DECES

MARC MAPINGOU MITOUMBI par Gabriel MOUELE NZILA

MARC MAPINGOU MITOUMBI

Par   Gabriel MOUELE NZILA

Nous voici aujourd’hui au bord du vide, puisque nous cherchons partout ton visage.
Tu étais notre avenir et nous avons perdu notre avenir.
Tu étais des nôtres et nous avons perdu, cette part de nous-mêmes.
Tu nous questionnais et nous avons perdu ta question.
Nous voici seuls, nos lèvres serrées sur nos pourquoi.
Nous sommes venus ici chercher, chercher quelque chose ou quelqu’un.
Chercher cet amour plus fort que la mort.
Notre bien aimé, Maître, Ya Marc, tu as quitté ce monde afin de te reposer dans un pays paisible.
Ce pays où tu résides désormais, Vieux Marc. Un pays au ciel bleu à partir duquel tu veilles sur toutes les personnes aimées que tu as laissées en ce bas-monde. Vieux Marc nous a quittés, ce Mardi 5 mai 2020. Il m’est difficile de prononcer cette élégie, tant la tristesse et le chagrin m’étreignent.
Ton décès fait notre grande peine.
Mon émotion est grande à l’heure de te dire au revoir. Difficile d’accepter la disparition d’un proche avec qui on a tant partagé. Partagé les moments de joie comme les épreuves les plus difficiles.
Tu étais un grand frère merveilleux, toujours soucieux de l’intérêt et du bien-être de chacun des membres de la famille.
Tes grandes qualités humaines et ton altruisme faisaient que ta compagnie était recherchée et appréciée. Aujourd’hui, tu manques à toute la Famille. Elle est orpheline de toi et de ton amour pour elle.
Ton amitié fidèle et inconditionnelle va grandement manquer à tes amis. Tu étais un ami toujours disponible et à l’écoute des autres.
Tu savais cultiver l’amitié à merveille.

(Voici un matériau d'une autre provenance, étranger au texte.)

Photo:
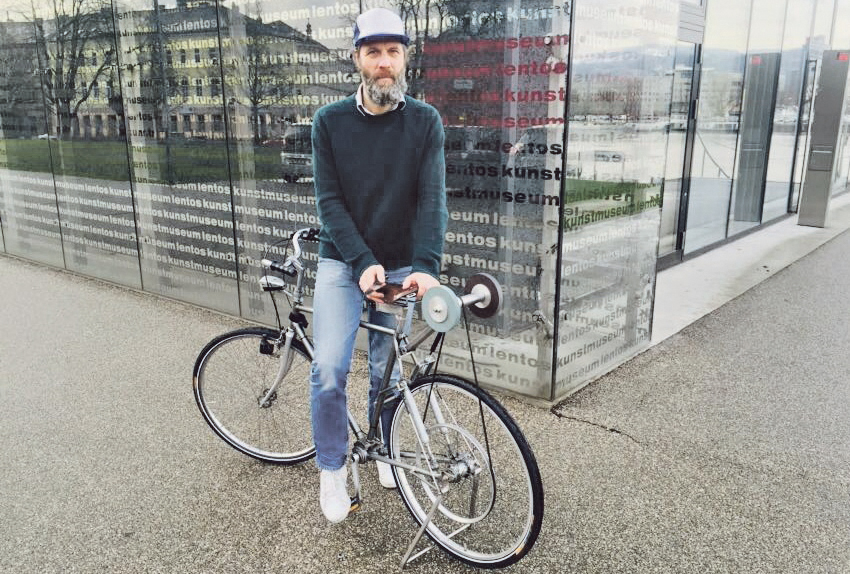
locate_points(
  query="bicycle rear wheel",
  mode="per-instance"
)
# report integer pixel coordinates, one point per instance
(491, 508)
(232, 379)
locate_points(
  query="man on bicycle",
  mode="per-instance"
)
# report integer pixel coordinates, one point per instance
(379, 172)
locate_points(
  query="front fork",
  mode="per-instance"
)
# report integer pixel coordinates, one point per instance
(285, 361)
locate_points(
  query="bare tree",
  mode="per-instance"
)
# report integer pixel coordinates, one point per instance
(18, 85)
(267, 82)
(74, 50)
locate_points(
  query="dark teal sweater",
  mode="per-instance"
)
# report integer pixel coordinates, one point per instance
(380, 186)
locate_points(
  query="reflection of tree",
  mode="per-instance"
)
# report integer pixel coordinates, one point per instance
(267, 83)
(18, 87)
(74, 30)
(417, 16)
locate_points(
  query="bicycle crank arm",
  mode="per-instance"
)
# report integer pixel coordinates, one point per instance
(414, 469)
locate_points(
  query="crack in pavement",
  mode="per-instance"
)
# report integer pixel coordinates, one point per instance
(597, 425)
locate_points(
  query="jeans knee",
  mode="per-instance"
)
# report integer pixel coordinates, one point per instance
(328, 378)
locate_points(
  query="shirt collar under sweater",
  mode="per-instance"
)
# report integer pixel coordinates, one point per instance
(362, 109)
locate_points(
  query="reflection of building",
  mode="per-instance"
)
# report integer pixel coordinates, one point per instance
(269, 73)
(171, 60)
(554, 174)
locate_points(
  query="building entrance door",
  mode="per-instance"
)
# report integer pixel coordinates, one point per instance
(680, 141)
(801, 141)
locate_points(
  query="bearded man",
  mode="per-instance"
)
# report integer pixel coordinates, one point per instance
(379, 172)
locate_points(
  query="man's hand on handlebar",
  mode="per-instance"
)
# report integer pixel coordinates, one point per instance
(422, 281)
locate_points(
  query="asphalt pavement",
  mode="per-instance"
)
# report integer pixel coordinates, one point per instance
(724, 448)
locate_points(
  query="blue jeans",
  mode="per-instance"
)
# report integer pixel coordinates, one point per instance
(337, 310)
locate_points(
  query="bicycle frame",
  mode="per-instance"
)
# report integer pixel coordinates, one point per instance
(368, 445)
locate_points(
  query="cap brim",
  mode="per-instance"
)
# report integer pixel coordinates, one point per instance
(383, 38)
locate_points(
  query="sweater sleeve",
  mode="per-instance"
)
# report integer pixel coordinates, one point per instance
(331, 206)
(429, 227)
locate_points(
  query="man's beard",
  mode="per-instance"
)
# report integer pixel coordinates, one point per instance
(385, 95)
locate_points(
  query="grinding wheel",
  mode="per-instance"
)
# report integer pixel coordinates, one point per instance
(486, 286)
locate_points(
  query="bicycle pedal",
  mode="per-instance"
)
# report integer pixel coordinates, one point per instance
(355, 505)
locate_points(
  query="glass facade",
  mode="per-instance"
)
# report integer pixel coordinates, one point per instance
(166, 146)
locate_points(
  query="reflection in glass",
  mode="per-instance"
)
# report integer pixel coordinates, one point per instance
(683, 75)
(785, 120)
(89, 155)
(759, 99)
(28, 209)
(718, 121)
(618, 133)
(181, 182)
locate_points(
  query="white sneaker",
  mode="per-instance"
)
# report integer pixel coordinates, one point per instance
(385, 475)
(333, 494)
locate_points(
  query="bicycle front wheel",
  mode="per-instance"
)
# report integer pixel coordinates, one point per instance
(478, 479)
(237, 390)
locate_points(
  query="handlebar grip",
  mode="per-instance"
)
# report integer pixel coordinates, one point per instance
(307, 234)
(275, 266)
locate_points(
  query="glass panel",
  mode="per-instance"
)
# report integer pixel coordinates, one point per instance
(841, 25)
(283, 60)
(801, 158)
(683, 75)
(618, 130)
(718, 121)
(90, 153)
(27, 195)
(759, 100)
(822, 28)
(180, 177)
(794, 50)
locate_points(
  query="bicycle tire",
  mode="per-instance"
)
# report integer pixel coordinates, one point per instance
(503, 519)
(232, 376)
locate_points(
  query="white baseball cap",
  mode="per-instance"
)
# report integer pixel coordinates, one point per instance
(379, 24)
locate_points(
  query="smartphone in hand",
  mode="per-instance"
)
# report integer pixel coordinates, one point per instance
(394, 291)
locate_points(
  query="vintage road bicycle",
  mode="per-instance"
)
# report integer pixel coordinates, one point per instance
(463, 468)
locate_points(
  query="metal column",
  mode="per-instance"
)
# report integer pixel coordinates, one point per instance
(826, 122)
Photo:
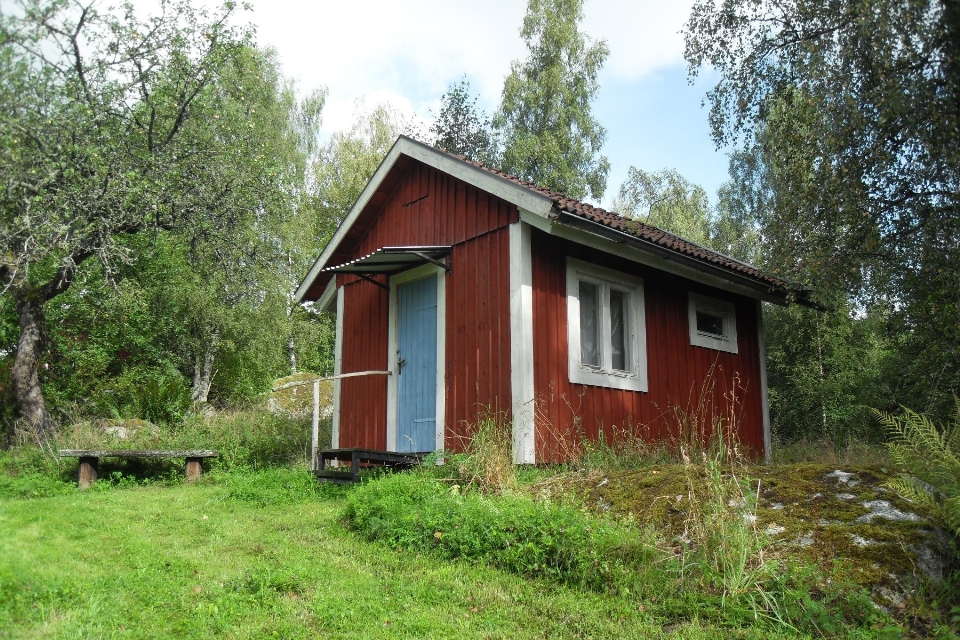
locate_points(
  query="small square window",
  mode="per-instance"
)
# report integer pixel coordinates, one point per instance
(606, 331)
(713, 323)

Être ton ami (amie) c’était être de ta famille: être ton frère ou ta soeur de coeur.
En nous laissant sur le quai de la vie, tu nous a quittés afin de partir en voyage vers des contrées certainement paradisiaques..
Ton départ nous a plongés dans l’émotion et la tristesse de ne plus te voir en ce bas-monde.
Pourtant, chacun d’entre nous sait que tes bonnes actions et ta grande sagesse ne peuvent que t’amener à une vie après la mort faîte de beauté, de soulagement et repos serein.
Mourir est le destin de tout un chacun, personne ne sait à quel âge ces jours toucheront à leur fin.
Ta mort est un dernier enseignement que tu donnes à tes proches. Elle nous donne encore plus à penser à l’importance de vivre pleinement chaque instant.
Tu as pleinement vécu ta vie. Tu as su aimer et profiter de chaque instant: de ta famille, de tes amis, …
« Vivez, m’en croyez, n’attendez à demain ; cueillez dès aujourd’hui les roses de la vie » écrivait Pierre de Ronsard.
Par ta façon d’être, ton rapport aux autres et ta conception de l’existence faîte de sagesse et de respect, tu as vraiment réussi ta vie…
Aujourd’hui, il nous faut accepter ta mort et te laisser partir.
Cette possible et lente acceptation va dépendre de chacun de nous, de notre passé, de notre histoire, de ce que nous sommes capables de comprendre de ton départ inattendu.
Il nous faut trouver une consolation en nous disant que ce dernier voyage que tu entreprends est un voyage vers un paradis mérité, dont personne vraiment ne peut parler…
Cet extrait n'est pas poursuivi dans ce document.